ROANOKE TIMES

                         Roanoke Times
                 Copyright (c) 1995, Landmark Communications, Inc.

DATE: WEDNESDAY, March 28, 1990                   TAG: 9003280472
SECTION: EDITORIAL                    PAGE: A-6   EDITION: METRO 
SOURCE: GERALD W. ROLLER, M.D.
DATELINE:                                 LENGTH: Medium


WHEN MEDICINE IS AT ITS BEST

THE SERIES by Charles Hite conveyed very vividly a part of medical care that is dramatic, crisis-oriented, intense, and technologically innovative. The articles were extremely well written and did a good job of portraying it "like it is."

I would, however, take issue with the statement that "intensive-care units are American medicine at its best - and its most agonizing." I believe that American medicine at its best is wherever the physician finds him/herself doing a superb job in the care of the patient.

Ask the mother of a healthy newborn baby where she thinks American's best medicine is; or the family torn apart by mental illness a few weeks before who receives back a son who, with psychiatric help, has changed his life; or the 86-year-old male patient afraid he will not be allowed to drive his car, only to find that his family physician believes him capable of safely driving for another year; or the mother whose son has just been examined by the family pediatrician for the earache that kept him up all the night before and reassured he is going to be OK. These and the many other acts of medical care are also American medicine at its best, and at times its most agonizing.

Virginia has a Natural Death Act allowing persons to direct that procedures serving only to prolong the dying process be withheld or withdrawn if, in the view of the attending physician, a terminal condition exists and death seems imminent. Not enough persons are using the Natural Death Act. It could have applied to many of the patients in Hite's article.

There is also confusion between the Natural Death Act and the "do not resuscitate" order. The DNR, wrritten by the physician, frequently is issued whether or not there is a Natural Death Act statement. Oftentimes patients are critically ill, but not necessarily terminally ill, and it is apparent that acute resuscitative measures would be unwise and, indeed, unkind.

An example might be a person who has severe pneumonia and an associated severe obstructive lung disease. The latter has made him an invalid, but not terminal; and the pneumonia produces a life-threatening illness that might or might not be successfully treated. In this case, the person's quality of life prior to the pneumonia and his expressed wishes as well as those of the family in his behalf would allow a DNR order even though he may recover and go home and live several years longer. A DNR order does not mean to stop treatment.

The nursing team is much more than the physician and skilled nurses!

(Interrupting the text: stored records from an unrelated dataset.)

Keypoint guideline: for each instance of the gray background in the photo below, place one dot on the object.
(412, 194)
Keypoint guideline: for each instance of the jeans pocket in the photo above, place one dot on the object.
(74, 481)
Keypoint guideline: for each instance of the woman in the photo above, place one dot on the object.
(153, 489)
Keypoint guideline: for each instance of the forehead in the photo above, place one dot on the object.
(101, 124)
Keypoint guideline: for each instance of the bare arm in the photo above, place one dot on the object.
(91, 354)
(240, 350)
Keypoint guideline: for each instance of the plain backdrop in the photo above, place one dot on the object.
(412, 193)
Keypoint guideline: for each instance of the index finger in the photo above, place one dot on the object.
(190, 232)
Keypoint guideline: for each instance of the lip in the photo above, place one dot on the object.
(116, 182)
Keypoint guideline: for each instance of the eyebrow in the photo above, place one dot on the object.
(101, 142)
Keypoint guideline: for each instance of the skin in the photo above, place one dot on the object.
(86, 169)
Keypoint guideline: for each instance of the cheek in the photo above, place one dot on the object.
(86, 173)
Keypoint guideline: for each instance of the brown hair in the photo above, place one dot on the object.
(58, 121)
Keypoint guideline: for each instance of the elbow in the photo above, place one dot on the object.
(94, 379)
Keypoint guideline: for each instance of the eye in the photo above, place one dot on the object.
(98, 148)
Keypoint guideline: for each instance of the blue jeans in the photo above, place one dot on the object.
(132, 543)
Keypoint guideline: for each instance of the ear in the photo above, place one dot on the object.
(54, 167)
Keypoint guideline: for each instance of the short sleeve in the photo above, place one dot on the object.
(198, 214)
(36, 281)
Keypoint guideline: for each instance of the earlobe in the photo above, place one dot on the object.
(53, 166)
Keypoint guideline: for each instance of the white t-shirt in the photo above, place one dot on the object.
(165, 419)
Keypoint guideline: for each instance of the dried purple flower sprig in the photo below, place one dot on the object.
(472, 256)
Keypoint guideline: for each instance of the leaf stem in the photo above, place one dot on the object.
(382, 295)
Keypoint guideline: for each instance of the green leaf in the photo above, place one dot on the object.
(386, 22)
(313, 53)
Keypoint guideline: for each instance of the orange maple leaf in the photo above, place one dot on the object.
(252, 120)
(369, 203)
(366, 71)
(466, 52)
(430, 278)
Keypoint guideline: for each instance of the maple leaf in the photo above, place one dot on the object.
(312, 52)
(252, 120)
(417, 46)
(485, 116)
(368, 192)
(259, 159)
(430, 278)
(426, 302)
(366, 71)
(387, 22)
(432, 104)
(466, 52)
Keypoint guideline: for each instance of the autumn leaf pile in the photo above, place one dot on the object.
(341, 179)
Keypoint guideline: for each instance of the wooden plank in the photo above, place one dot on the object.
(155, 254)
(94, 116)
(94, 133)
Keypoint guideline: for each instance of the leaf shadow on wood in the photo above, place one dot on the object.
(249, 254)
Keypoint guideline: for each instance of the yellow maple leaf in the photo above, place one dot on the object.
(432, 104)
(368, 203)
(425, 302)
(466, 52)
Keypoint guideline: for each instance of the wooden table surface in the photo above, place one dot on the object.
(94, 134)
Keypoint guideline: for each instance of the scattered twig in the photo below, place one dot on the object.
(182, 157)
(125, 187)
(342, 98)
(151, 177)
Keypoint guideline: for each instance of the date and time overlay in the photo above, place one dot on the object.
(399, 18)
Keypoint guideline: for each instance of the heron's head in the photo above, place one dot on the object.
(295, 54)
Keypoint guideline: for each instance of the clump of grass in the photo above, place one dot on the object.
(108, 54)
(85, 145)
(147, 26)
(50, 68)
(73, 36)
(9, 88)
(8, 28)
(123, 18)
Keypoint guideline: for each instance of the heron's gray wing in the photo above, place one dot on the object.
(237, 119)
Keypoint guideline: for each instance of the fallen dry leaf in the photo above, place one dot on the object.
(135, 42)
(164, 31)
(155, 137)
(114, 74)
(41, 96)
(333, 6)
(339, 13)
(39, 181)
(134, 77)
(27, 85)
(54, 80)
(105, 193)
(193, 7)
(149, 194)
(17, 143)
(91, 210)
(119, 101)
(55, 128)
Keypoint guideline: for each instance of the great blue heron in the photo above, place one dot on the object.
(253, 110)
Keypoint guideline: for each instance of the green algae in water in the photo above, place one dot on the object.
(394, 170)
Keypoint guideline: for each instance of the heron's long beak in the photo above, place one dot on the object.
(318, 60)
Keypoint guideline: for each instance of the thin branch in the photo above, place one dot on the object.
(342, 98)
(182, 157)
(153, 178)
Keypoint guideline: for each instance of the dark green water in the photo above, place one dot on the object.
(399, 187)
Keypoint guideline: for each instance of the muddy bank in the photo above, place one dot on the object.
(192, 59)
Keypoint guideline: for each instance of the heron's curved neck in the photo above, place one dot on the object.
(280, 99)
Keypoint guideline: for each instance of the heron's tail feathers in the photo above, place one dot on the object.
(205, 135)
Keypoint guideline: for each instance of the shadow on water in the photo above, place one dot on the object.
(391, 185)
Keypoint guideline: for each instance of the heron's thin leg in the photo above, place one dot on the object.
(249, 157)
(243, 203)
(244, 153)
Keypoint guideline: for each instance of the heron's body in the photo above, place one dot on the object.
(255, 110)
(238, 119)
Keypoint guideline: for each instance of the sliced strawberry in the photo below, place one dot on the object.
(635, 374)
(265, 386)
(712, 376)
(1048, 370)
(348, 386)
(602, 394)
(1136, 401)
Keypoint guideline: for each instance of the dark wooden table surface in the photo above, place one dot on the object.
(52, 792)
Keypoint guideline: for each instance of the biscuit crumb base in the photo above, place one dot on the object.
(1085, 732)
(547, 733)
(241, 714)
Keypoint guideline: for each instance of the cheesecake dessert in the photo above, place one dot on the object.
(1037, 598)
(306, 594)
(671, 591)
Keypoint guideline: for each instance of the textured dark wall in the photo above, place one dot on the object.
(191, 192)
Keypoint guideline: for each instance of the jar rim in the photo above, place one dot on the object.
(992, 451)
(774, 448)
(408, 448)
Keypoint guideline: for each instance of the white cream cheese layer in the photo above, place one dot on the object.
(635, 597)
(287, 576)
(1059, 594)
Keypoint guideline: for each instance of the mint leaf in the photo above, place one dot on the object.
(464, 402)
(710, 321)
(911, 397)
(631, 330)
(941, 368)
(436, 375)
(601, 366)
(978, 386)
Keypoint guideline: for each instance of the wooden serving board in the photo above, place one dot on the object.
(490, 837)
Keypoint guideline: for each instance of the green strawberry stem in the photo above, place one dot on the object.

Less-skilled nursing staff, nurses' aides, orderlies, maids and janitors, housekeeping, dietary staff, administration, security staff, and the multitude of other persons make up the heartbeat of patient care and help make medicine best. We are indeed fortunate to be benefactors of health care in the United States.

I agree that technology may impart a false hope. It is just as wrong to give a patient false hope as it is to take away all hope. Nurses, physicians, family members, ministers and others involved with the patient must continue to show loving care and support and allow the patient to deal with the problem.

Many times the words "do everything" may have a special meaning - to "do nothing" but show love through alleviation of pain and suffering, comfort, reassurance and kindness for all concerned. This is, after all, a large part of the art of medicine.